I am concerned, however, that it will take up too many resources, or be otherwise "flaky" while we're doing whatever else (games, internet, videos, ..., ..., ...)

So, how much overhead do these PVR backends take? Need to know before I buy (unfortunately), because if it's too much, I might change from an unRAID server to a Windows 8 server in the basement (using Storage Spaces) in order to ensure that I can run the PVR software there. (Or, maybe some other form of Linux mass-storage combined with a Linux PVR backend... Unsure...)

Thoughts?
I'm running Mediaportal backend on a relatively low powered Celeron G1610 (Win7). Resource usage is low unless you are recording/watching live or streaming to clients/updating EPG.
Having said that, I'm using the Sky-UK EPG grabber which I think is much more resource hungry than normal EPG grabber.
If you plan on streaming to (other) TV clients or recording while gaming, then I suggest a separate box. Otherwise I think you will be ok - worst case you schedule EPG updates for a specific (non-gaming) time of day.
Hmmm. Thanks for the info!

Typically, my gaming time overlaps recording time, typically of 2 streams. It's starting to sound like I'm going to need to switch away from unRAID... Anybody else?
A PVR backend shouldn't require much resources. It is just dumping a stream to disk. No processing required beyond extracting 2 or 3 streams from a mux of many streams and plonking it to disk.

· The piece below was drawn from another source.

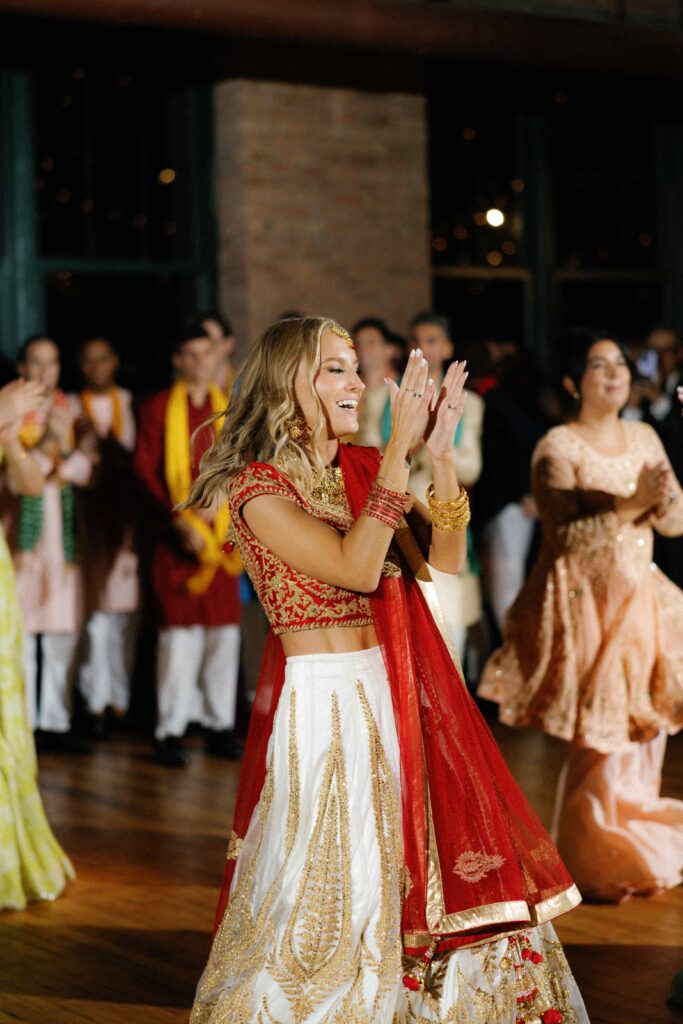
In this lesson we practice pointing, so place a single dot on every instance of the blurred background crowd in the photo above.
(135, 615)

So it is mainly disk IO intensive, and that function is pretty critical.

Frankly I would get a second hand dual core computer and run mythtv. My Intel® Core™2 Duo CPU E4500 @ 2.20GHz with 4G ram breaks no sweat recording up to 5 streams at a time off an HDHR. It cost me a couple of hundred dollars (in NZ where IT hardware is expensive compared to the US) plus the hard drives.
Hmmm. Interesting. That matches (mostly) the specs of a laptop I have sitting around. Hadn't considered using that, but maybe I should.
It should be very little cpu, assuming you aren't doing any transcoding or anything like that. Plenty of people running backend on raspberry pi's, atoms, etc...

Its all disk/network io.
indeed, you don't need much if you're not transcoding.

(2014-02-04, 10:04)nickr Wrote: [ -> ]So it is mainly disk IO intensive, and that function is pretty critical.
not really. you only need that when you're recording or doing timeshift. and even then it's only ~12MBit for an average HD stream, and ~2MBit for SD
Plus a lot of database writes on mythtv, perhaps not on other backends.

And of course it depends how many streams you are recording at a time!